On 27 May 2012, at 12:15, Russell Standish wrote:

On Thu, May 24, 2012 at 03:42:15PM +0200, Bruno Marchal wrote:

But "a => Ba" is a valid rule for all logic having a Kripke
semantics. Why? Because it means that a is supposed to be valid (for
example you have already prove it), so a, like any theorem,  will be
true in all worlds, so a will be in particular true in all worlds
accessible from anywhere in the model, so Ba will be true in all
worlds of the model, so Ba is also a theorem.

I still don't follow. If I have proved a is true in some world, why
should I infer that it is true in all worlds? What am I missing?

I realize my previous answer might be too long and miss your question. Apology if it is the case.

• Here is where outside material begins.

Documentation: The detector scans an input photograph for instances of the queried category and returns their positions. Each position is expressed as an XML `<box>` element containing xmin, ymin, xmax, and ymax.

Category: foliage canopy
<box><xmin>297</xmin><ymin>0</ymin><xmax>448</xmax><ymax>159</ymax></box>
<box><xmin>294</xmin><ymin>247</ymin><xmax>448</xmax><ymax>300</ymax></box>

Here is a shorter answer. The idea of proving, is that what is proved in true in all possible world. If not, a world would exist as a counter-example, invalidating the argument.

You might want to prove something about your actual world, but this can only have the form of a conditional like if my world satisfy such a such propositions then it has to satisfy that or this proposition, and that conditional has better to be true in all worlds, for we never really know which world we are in, we can only make theories.

Now, the modal Bp, and proof in math, can be study mathematically, and that is what I described in the preceding post, and constitutes a bit of the Arithmetical UDA.